In the contemplation of God the man grew less and less in his own esteem. Would God reveal Himself to such an atom in the wide universe as he? Did He care for him or about him?

"God is Love," whispered memory, from the Book, and the suggestion beat upon the unarmored heart of the seeker, and was not unwelcome.

"I will put it to the test," he said to himself. "I will ask Him."

He rose from his chair and thought to fall upon his knees, but was resisted. An unlooked for struggle arose within him.

He had said to Frothingham that he was not proud of his scepticism, but now his independent thought arose before him, an image not willing to be crucified. He saw the sneers of his fellow unbelievers, should he join the ranks of the religious. Suppose God should reveal Himself? Would he not be bound to serve Him? A vision of the Man who called Himself the Son of God arose dim and wraith-like, sorrowful, homeless, poor—crucified! If God revealed Himself, perhaps he must follow that Man! Was it worth it? Was it not better to go on as he was, rich, independent, self-governed? If he asked for light, was he ready to follow the light?

His hands clenched themselves in the struggle. The vision of self-abnegation was so real that it sickened him. Home, possessions, friendships, and his own life also, seemed demanded by the vision of that Man. But to turn back from the light that might be gained was to fall into a darkness more damnable and more desolate than before.

"Buy the truth and sell it not," urged a voice, and some glimmer of encouragement seemed in his imagination to smile from the face of the Man of Sorrows. In his decision the sweat broke from his brow and the veins stood in cords of agony. He fell upon his knees, and said aloud:

"O God, if Thou art, reveal Thyself to me, and I will serve Thee."

The solitary gas jet still flickered in the room, the moonlight shone without, the silent household slept. No voice answered the young man's prayer, nor sensible Presence wrapped him about; but a crisis was marked in one life that night and the result was to be light and peace.

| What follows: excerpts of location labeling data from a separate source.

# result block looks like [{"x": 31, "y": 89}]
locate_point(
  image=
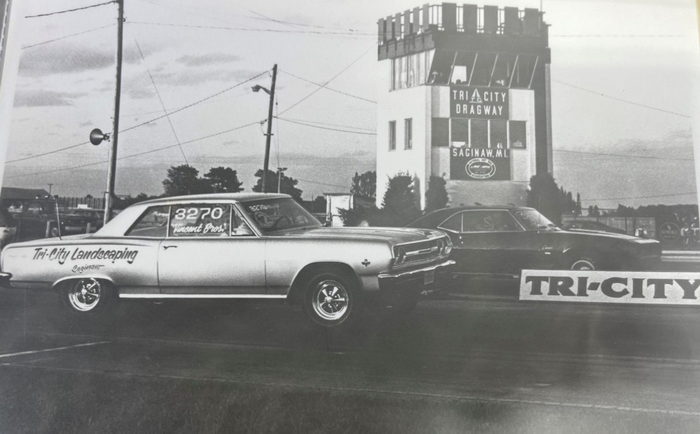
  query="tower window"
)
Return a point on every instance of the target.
[
  {"x": 392, "y": 135},
  {"x": 460, "y": 132},
  {"x": 498, "y": 134},
  {"x": 440, "y": 132},
  {"x": 518, "y": 136},
  {"x": 408, "y": 133},
  {"x": 480, "y": 133}
]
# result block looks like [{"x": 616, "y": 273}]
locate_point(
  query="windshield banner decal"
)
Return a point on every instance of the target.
[{"x": 624, "y": 287}]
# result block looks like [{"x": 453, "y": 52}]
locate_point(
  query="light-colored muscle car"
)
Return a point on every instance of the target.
[{"x": 232, "y": 246}]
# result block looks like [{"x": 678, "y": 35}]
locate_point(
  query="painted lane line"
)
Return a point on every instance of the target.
[
  {"x": 372, "y": 390},
  {"x": 46, "y": 350}
]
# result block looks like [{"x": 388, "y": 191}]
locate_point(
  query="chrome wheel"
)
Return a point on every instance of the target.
[
  {"x": 84, "y": 295},
  {"x": 330, "y": 300},
  {"x": 582, "y": 265}
]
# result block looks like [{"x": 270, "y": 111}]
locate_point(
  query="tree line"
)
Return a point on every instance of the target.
[
  {"x": 185, "y": 179},
  {"x": 401, "y": 202}
]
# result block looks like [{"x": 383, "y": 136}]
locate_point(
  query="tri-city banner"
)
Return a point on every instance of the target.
[
  {"x": 480, "y": 160},
  {"x": 623, "y": 287},
  {"x": 478, "y": 102}
]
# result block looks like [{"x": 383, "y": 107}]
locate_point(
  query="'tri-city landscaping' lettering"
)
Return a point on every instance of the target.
[{"x": 63, "y": 254}]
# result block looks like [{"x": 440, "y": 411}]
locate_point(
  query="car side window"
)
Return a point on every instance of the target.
[
  {"x": 239, "y": 228},
  {"x": 488, "y": 221},
  {"x": 152, "y": 223},
  {"x": 200, "y": 220},
  {"x": 453, "y": 223}
]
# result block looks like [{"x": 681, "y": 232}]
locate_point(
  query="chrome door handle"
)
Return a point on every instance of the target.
[{"x": 547, "y": 250}]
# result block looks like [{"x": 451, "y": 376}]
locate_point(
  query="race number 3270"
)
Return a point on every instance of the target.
[{"x": 193, "y": 213}]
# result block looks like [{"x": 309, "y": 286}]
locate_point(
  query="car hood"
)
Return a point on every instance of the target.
[
  {"x": 392, "y": 235},
  {"x": 607, "y": 235}
]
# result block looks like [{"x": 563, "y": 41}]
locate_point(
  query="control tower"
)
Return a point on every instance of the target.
[{"x": 465, "y": 95}]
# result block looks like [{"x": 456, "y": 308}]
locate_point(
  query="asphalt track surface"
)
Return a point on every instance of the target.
[{"x": 458, "y": 363}]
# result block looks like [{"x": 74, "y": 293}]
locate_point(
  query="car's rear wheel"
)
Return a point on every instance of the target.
[
  {"x": 330, "y": 299},
  {"x": 85, "y": 296}
]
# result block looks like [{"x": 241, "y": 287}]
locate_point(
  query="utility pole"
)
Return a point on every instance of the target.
[
  {"x": 280, "y": 171},
  {"x": 112, "y": 171},
  {"x": 268, "y": 137}
]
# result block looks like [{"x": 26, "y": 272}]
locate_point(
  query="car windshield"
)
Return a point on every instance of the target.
[
  {"x": 272, "y": 215},
  {"x": 532, "y": 220}
]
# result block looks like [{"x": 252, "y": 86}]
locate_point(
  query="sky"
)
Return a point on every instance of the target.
[{"x": 621, "y": 73}]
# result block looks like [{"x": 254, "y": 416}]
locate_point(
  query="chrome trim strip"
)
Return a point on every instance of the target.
[
  {"x": 260, "y": 296},
  {"x": 415, "y": 271}
]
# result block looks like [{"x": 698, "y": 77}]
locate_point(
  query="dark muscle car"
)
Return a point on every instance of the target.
[{"x": 502, "y": 241}]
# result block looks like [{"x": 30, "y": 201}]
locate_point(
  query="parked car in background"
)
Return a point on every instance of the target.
[
  {"x": 81, "y": 220},
  {"x": 35, "y": 219},
  {"x": 590, "y": 225},
  {"x": 224, "y": 246},
  {"x": 502, "y": 241},
  {"x": 8, "y": 228}
]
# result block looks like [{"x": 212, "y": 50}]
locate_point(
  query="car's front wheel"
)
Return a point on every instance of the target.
[
  {"x": 330, "y": 299},
  {"x": 84, "y": 296},
  {"x": 583, "y": 263}
]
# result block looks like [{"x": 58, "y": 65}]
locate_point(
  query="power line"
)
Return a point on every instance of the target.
[
  {"x": 330, "y": 88},
  {"x": 650, "y": 157},
  {"x": 327, "y": 128},
  {"x": 321, "y": 183},
  {"x": 370, "y": 130},
  {"x": 326, "y": 83},
  {"x": 162, "y": 104},
  {"x": 253, "y": 29},
  {"x": 65, "y": 11},
  {"x": 614, "y": 35},
  {"x": 595, "y": 92},
  {"x": 60, "y": 38},
  {"x": 138, "y": 154},
  {"x": 292, "y": 23},
  {"x": 185, "y": 107},
  {"x": 640, "y": 197}
]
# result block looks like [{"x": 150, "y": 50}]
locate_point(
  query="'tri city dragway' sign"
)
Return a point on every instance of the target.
[{"x": 625, "y": 287}]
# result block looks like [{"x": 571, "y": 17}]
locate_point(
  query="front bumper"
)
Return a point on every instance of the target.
[
  {"x": 5, "y": 278},
  {"x": 424, "y": 279}
]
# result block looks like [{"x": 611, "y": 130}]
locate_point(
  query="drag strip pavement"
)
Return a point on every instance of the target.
[{"x": 538, "y": 357}]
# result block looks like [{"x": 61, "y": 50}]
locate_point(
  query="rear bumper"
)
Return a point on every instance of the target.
[{"x": 5, "y": 278}]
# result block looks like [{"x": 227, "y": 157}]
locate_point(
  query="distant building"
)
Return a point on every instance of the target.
[
  {"x": 466, "y": 95},
  {"x": 20, "y": 194},
  {"x": 335, "y": 202}
]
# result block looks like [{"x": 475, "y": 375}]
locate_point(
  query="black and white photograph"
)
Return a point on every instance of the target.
[{"x": 377, "y": 216}]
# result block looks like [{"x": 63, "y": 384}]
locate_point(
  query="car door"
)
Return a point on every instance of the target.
[
  {"x": 138, "y": 275},
  {"x": 210, "y": 250},
  {"x": 488, "y": 243}
]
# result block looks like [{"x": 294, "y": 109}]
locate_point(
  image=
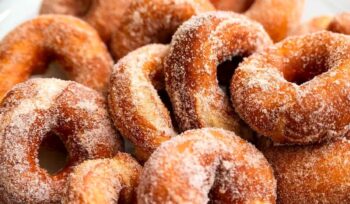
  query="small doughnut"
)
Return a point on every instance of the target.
[
  {"x": 76, "y": 46},
  {"x": 35, "y": 109},
  {"x": 197, "y": 48},
  {"x": 297, "y": 91},
  {"x": 137, "y": 109},
  {"x": 207, "y": 166},
  {"x": 103, "y": 15},
  {"x": 312, "y": 174},
  {"x": 277, "y": 16},
  {"x": 104, "y": 181},
  {"x": 340, "y": 23},
  {"x": 319, "y": 23},
  {"x": 153, "y": 21}
]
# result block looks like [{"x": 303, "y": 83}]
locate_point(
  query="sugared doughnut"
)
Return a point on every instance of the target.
[
  {"x": 197, "y": 48},
  {"x": 137, "y": 109},
  {"x": 207, "y": 166},
  {"x": 312, "y": 174},
  {"x": 277, "y": 16},
  {"x": 70, "y": 41},
  {"x": 319, "y": 23},
  {"x": 104, "y": 181},
  {"x": 153, "y": 21},
  {"x": 29, "y": 113},
  {"x": 340, "y": 23},
  {"x": 103, "y": 15},
  {"x": 297, "y": 91}
]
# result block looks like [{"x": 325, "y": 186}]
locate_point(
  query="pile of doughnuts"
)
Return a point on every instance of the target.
[{"x": 175, "y": 101}]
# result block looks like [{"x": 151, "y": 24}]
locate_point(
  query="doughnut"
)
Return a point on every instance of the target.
[
  {"x": 70, "y": 41},
  {"x": 277, "y": 16},
  {"x": 197, "y": 48},
  {"x": 312, "y": 174},
  {"x": 340, "y": 23},
  {"x": 137, "y": 109},
  {"x": 104, "y": 181},
  {"x": 319, "y": 23},
  {"x": 35, "y": 109},
  {"x": 153, "y": 21},
  {"x": 297, "y": 91},
  {"x": 337, "y": 24},
  {"x": 103, "y": 15},
  {"x": 207, "y": 166}
]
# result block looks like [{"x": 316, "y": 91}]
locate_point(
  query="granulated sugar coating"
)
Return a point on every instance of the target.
[
  {"x": 153, "y": 21},
  {"x": 207, "y": 165},
  {"x": 69, "y": 40},
  {"x": 197, "y": 48},
  {"x": 137, "y": 109},
  {"x": 35, "y": 109},
  {"x": 104, "y": 181},
  {"x": 312, "y": 174},
  {"x": 297, "y": 91}
]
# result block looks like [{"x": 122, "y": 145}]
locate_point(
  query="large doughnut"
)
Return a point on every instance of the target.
[
  {"x": 137, "y": 109},
  {"x": 103, "y": 15},
  {"x": 277, "y": 16},
  {"x": 312, "y": 174},
  {"x": 207, "y": 165},
  {"x": 340, "y": 23},
  {"x": 29, "y": 113},
  {"x": 104, "y": 181},
  {"x": 153, "y": 21},
  {"x": 319, "y": 23},
  {"x": 76, "y": 46},
  {"x": 298, "y": 90},
  {"x": 197, "y": 48}
]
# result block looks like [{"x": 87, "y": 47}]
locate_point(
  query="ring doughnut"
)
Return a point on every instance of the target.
[
  {"x": 103, "y": 15},
  {"x": 319, "y": 23},
  {"x": 337, "y": 24},
  {"x": 197, "y": 48},
  {"x": 104, "y": 181},
  {"x": 76, "y": 45},
  {"x": 35, "y": 109},
  {"x": 137, "y": 109},
  {"x": 207, "y": 165},
  {"x": 277, "y": 16},
  {"x": 316, "y": 174},
  {"x": 298, "y": 90},
  {"x": 153, "y": 21}
]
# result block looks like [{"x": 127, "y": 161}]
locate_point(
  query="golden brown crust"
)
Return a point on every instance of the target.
[
  {"x": 340, "y": 23},
  {"x": 207, "y": 165},
  {"x": 137, "y": 109},
  {"x": 312, "y": 174},
  {"x": 319, "y": 23},
  {"x": 104, "y": 181},
  {"x": 277, "y": 16},
  {"x": 70, "y": 41},
  {"x": 298, "y": 90},
  {"x": 103, "y": 15},
  {"x": 35, "y": 109},
  {"x": 197, "y": 48},
  {"x": 153, "y": 21}
]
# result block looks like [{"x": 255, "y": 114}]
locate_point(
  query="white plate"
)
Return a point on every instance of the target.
[{"x": 14, "y": 12}]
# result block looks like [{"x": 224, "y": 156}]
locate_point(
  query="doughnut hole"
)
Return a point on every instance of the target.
[
  {"x": 311, "y": 67},
  {"x": 225, "y": 72},
  {"x": 52, "y": 154}
]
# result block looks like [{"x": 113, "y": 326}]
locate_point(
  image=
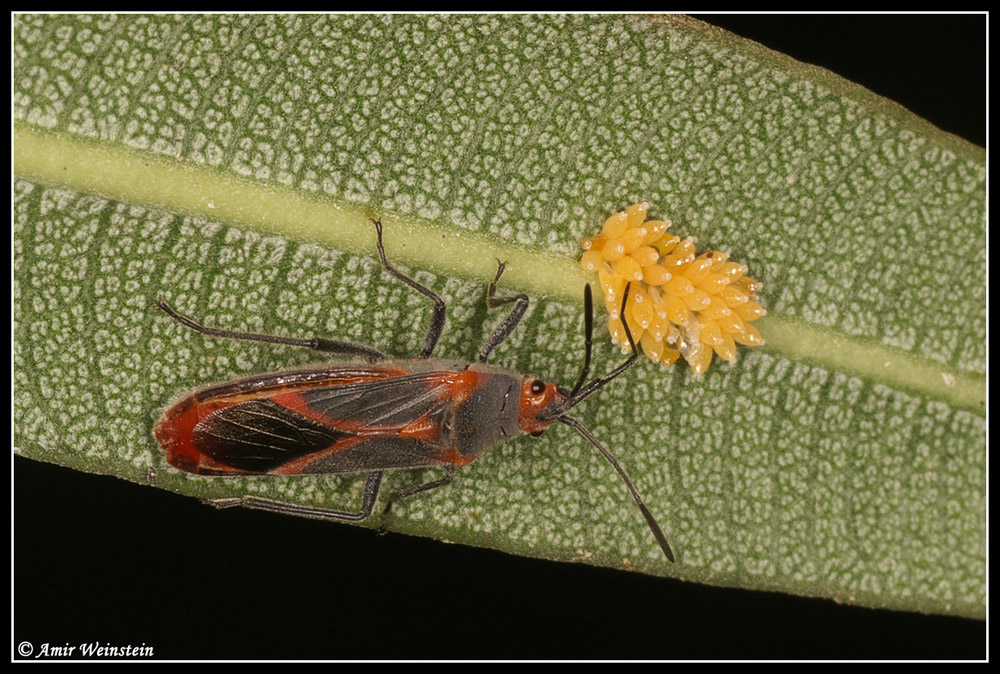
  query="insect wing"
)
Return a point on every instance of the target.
[{"x": 325, "y": 421}]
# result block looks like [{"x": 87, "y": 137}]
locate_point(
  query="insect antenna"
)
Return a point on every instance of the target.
[
  {"x": 580, "y": 394},
  {"x": 588, "y": 332},
  {"x": 654, "y": 527}
]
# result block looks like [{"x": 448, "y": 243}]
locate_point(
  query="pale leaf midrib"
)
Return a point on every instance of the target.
[{"x": 143, "y": 179}]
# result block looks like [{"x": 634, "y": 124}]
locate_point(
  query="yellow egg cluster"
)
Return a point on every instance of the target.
[{"x": 679, "y": 304}]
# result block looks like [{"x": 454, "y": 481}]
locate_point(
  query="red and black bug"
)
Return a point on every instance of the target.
[{"x": 374, "y": 414}]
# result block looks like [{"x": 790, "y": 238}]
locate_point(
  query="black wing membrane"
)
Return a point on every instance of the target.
[
  {"x": 387, "y": 403},
  {"x": 260, "y": 435}
]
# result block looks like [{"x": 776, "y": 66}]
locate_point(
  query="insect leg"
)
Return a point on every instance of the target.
[
  {"x": 316, "y": 343},
  {"x": 367, "y": 504},
  {"x": 437, "y": 318},
  {"x": 510, "y": 322},
  {"x": 406, "y": 493}
]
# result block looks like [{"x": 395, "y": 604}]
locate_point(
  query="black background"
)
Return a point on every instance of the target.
[{"x": 100, "y": 559}]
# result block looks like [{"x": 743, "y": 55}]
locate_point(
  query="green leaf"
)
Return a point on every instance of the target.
[{"x": 227, "y": 163}]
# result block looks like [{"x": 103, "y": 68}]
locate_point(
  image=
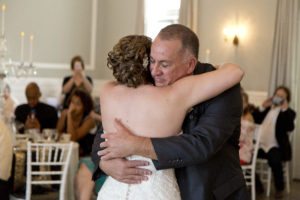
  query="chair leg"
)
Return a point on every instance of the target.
[
  {"x": 253, "y": 195},
  {"x": 269, "y": 179}
]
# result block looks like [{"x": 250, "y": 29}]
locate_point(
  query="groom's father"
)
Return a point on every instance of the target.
[{"x": 205, "y": 156}]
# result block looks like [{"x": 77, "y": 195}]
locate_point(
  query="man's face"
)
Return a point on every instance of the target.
[{"x": 167, "y": 62}]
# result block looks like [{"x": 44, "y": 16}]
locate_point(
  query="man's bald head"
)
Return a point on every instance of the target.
[{"x": 32, "y": 94}]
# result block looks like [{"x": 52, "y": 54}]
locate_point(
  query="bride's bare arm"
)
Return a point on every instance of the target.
[{"x": 194, "y": 89}]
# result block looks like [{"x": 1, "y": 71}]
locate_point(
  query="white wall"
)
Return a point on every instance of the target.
[{"x": 253, "y": 53}]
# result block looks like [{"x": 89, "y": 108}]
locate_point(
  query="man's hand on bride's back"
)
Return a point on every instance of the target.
[
  {"x": 119, "y": 144},
  {"x": 125, "y": 171}
]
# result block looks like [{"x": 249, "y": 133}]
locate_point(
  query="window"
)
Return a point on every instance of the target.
[{"x": 159, "y": 14}]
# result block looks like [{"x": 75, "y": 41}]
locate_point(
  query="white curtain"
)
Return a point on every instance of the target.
[
  {"x": 286, "y": 63},
  {"x": 188, "y": 14},
  {"x": 284, "y": 55},
  {"x": 139, "y": 27}
]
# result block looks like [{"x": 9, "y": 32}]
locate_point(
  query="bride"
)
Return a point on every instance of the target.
[{"x": 152, "y": 111}]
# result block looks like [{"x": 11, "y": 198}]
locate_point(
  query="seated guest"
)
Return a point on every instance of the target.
[
  {"x": 9, "y": 104},
  {"x": 6, "y": 155},
  {"x": 77, "y": 80},
  {"x": 247, "y": 130},
  {"x": 35, "y": 114},
  {"x": 277, "y": 120},
  {"x": 77, "y": 121}
]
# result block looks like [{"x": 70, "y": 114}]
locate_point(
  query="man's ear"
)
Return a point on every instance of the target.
[{"x": 192, "y": 64}]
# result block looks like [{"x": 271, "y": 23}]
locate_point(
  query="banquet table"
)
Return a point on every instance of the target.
[{"x": 20, "y": 151}]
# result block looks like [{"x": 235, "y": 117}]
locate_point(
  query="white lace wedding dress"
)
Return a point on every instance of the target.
[{"x": 161, "y": 185}]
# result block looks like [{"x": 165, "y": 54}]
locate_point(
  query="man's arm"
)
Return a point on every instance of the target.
[
  {"x": 119, "y": 168},
  {"x": 219, "y": 120}
]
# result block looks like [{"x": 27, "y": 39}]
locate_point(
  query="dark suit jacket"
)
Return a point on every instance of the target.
[
  {"x": 206, "y": 154},
  {"x": 284, "y": 124}
]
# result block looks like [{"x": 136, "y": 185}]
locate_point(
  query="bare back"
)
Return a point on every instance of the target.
[
  {"x": 151, "y": 111},
  {"x": 146, "y": 109}
]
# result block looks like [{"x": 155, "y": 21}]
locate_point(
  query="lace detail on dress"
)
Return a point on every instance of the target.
[{"x": 161, "y": 185}]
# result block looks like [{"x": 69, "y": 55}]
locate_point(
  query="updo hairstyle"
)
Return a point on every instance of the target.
[{"x": 129, "y": 60}]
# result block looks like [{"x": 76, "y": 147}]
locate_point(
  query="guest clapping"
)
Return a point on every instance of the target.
[
  {"x": 276, "y": 119},
  {"x": 247, "y": 130},
  {"x": 35, "y": 114},
  {"x": 77, "y": 80}
]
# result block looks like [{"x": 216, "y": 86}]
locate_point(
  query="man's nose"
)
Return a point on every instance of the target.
[{"x": 156, "y": 70}]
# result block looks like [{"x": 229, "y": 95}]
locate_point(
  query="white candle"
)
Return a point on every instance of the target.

Hubert had not imagined what sort of a response should be made to his request, and it was well he had not. But he felt a sense of relief at a decision gained after he had uttered his prayer to God, and soon retired to his bed. It was not to enjoy much sleep, however, for still the vision of the Man of Calvary haunted him, and with it a sense that it was in His footsteps he must tread, if the truth should really be revealed to him. In the slow hours of the night he counted the cost of the tower he should build, and wondered if he would be able to finish it. To him it was granted at the outset of the way to know something of the rugged terms of true discipleship.

* * * * * *

The next morning dawned murky and cool. A thin, struggling rain beat against the windows of Hubert's room when he woke. Things look different by the cold light of day, especially if the day be rainy, from the same things seen by gaslight. With Hubert's instant memory of the night before, came the temptation to dismiss its happenings as a dream and go back to his former way of living. But he could not do so in honesty. He had made a pledge to a supposed Being, whom he must now treat as a reality until the most honest experiment proved Him not to he, or to be inaccessible. Clearly a line of procedure formed itself in his mind. He must seek to know those laws, or principles, that governed the new realm which he sought to enter, and endeavor to adjust himself to them.